The letter, of course, is unsigned. Our office gets letters like this every day. Two paralegals are assigned to do pretty much nothing but answer this kind of correspondence, and talk to the various cranks who wander into the reception area in person. The more serious complaints tend to get passed along, which, presumably, is how this one found its way to Raymond. Even at that point, a lot of what comes in is junk. But this one, for all its funny twitches, has the ring of the real thing. It is more than possible, of course, that our tipster was simply scammed by his friend Noel. But the guy who wrote the letter was in the best position to judge, and he doesn't seem to think that was the case.
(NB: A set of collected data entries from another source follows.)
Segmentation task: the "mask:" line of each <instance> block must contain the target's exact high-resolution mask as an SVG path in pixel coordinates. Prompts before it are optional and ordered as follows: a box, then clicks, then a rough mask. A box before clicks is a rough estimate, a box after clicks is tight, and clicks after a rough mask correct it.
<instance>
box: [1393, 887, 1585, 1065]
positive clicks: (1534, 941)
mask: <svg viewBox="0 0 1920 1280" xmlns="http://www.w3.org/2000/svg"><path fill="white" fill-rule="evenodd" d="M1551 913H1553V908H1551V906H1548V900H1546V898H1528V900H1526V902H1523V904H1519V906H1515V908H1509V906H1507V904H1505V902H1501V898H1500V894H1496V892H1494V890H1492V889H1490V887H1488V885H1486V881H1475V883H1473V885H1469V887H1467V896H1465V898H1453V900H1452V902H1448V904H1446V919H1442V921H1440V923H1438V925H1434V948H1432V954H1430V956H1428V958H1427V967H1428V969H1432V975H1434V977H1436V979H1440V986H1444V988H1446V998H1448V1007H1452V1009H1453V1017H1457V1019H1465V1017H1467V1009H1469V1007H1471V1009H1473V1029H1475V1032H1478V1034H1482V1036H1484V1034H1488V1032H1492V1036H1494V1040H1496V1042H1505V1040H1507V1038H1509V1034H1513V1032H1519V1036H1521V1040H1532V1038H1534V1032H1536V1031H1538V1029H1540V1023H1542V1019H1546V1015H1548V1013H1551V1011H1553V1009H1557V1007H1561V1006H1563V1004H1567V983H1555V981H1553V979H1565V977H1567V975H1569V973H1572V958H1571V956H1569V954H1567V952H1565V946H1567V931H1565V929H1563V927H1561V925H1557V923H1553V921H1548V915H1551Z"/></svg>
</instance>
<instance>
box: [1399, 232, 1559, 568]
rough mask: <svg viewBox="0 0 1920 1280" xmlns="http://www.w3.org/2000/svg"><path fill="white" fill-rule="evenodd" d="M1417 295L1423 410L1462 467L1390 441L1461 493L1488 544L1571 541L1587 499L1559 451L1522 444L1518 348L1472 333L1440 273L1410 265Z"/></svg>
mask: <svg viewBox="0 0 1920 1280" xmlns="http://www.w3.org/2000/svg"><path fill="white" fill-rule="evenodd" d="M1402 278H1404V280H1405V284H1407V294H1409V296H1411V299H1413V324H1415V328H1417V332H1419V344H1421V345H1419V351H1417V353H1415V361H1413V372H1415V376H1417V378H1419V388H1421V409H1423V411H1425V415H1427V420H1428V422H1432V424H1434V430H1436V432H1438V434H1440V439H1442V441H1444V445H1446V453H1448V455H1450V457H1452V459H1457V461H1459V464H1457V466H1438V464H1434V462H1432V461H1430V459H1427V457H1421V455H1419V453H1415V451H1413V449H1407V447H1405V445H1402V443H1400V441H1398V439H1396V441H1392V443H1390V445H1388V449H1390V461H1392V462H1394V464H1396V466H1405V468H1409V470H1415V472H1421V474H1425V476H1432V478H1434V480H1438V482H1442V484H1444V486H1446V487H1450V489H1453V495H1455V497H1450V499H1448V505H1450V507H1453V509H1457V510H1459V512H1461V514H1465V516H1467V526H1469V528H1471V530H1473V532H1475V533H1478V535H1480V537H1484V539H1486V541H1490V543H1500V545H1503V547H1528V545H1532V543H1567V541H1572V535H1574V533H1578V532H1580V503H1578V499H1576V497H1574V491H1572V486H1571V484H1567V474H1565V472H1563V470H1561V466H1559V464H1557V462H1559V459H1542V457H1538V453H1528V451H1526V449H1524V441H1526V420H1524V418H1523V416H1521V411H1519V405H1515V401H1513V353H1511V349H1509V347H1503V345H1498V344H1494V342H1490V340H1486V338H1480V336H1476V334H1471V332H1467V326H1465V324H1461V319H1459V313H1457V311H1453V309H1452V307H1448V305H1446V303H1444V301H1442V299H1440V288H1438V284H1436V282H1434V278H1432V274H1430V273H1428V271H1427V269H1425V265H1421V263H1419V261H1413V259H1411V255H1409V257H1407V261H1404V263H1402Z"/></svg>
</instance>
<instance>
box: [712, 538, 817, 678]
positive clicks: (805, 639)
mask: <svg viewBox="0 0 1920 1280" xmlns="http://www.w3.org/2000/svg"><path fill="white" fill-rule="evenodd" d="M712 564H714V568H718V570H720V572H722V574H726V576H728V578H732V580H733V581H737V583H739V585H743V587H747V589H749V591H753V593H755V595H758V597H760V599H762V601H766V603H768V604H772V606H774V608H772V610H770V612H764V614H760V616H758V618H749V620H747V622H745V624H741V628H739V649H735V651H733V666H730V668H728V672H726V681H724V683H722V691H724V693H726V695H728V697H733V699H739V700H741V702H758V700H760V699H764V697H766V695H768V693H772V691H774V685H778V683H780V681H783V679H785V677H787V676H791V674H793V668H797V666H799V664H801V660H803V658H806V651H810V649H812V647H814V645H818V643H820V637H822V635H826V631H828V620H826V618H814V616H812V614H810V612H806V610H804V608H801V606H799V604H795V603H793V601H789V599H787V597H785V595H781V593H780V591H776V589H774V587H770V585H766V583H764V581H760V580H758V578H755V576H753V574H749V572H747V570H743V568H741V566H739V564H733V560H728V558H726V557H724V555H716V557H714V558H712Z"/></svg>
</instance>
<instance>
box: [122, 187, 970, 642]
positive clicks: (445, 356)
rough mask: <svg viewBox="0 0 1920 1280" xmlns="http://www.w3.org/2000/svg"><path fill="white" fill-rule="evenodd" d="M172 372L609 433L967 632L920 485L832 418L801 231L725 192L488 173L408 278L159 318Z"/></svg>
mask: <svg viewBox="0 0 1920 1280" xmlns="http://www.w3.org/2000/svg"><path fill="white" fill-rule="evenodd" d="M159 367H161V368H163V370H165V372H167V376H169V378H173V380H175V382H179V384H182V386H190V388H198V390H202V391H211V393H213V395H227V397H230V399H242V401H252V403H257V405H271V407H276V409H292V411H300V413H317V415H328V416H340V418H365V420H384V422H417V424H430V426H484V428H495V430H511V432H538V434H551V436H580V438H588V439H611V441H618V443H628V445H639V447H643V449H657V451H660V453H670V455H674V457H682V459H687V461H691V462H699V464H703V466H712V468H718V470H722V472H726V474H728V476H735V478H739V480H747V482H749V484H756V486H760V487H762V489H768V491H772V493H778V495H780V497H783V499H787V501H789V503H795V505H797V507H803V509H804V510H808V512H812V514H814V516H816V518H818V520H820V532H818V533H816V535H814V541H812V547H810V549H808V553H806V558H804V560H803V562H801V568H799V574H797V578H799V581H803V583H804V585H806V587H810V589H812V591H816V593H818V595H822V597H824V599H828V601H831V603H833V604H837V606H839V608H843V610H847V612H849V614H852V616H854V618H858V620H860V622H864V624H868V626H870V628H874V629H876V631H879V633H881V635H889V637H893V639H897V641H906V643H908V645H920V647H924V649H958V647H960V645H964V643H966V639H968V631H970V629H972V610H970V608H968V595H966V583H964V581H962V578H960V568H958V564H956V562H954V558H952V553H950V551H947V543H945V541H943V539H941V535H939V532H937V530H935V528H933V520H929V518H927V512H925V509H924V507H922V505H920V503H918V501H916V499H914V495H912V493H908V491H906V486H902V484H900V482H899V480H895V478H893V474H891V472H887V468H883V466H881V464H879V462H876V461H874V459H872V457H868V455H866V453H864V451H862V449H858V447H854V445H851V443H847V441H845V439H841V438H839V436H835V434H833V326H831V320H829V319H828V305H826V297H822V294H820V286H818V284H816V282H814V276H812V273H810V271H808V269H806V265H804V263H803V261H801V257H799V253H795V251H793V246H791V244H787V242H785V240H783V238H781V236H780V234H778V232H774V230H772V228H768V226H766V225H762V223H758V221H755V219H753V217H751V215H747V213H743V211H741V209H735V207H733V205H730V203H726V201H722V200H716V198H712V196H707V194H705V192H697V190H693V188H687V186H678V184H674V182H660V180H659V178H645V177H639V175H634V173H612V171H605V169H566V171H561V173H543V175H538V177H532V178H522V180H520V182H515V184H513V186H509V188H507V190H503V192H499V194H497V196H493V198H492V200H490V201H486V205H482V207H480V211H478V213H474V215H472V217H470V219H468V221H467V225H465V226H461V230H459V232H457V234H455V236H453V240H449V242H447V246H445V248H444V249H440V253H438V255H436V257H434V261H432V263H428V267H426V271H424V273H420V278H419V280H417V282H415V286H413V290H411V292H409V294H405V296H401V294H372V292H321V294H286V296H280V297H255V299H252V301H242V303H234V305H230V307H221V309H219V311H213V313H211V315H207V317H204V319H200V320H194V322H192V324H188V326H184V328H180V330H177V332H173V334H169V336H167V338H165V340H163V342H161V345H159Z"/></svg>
Scam or not, it is easy to figure out why Raymond Horgan would not want this file floating around in an election year. Nico would love to have evidence of any kind of undiscovered crimes committed during Raymond's regime. As the letter writer surmises, it is not likely that friend Noel's case was an isolated episode. What we have in hand is a first-class scandal: an unnoticed worse-unapprehended bribery ring operating in one of the branch courts.

Lipranzer has lit a cigarette. He has been quiet a long time.

"You think it's bull?" I ask.

"Neh," he says. "Somethin's there. Maybe not what this jamoche thinks, but it's somethin."

"Do you think it's worth looking at?"

"Can't hurt. We ain't exactly buried in leads."

"That's what I thought. Carolyn figured these guys were gay," I say. "I think she was probably on the right track." I point to her notes. She has the section number of various provisions of what is still titled the Morals chapter of the state criminal code written down, a question mark beside them. "Remember the panty raids out in the Public Forest? That would have been right about then. We were busting those guys in carloads. And the cases went to the North Branch, didn't they?"

Lip is nodding: it all fits. The embarrassing nature of the crime, the mania to conceal it. And the timing is right. Sexual crimes, involving consenting adults, were ignored as a matter of policy in Raymond's first administration. The cops brought in the cases, but we gave them the shuffle. By the time Raymond began to campaign for re-election, certain groups, prostitutes and gays particularly, were, in their more florid segments, largely beyond control. With the gays, the problem was acute in the public forests which ring the city. Families would not go there at midday on the weekends for fear of what their children would be exposed to. There were some fairly graphic complaints about what was taking place in broad daylight on the picnic tables, where, Mom tended to point out, people were supposed to eat. With the election nine months away, we made a large show of a concerted clean-up. Dozens of men were arrested every night, often inflagrante delicto. Their cases were usually disposed of with court supervision-a kind of expungeable guilty plea and the defendants then disappeared.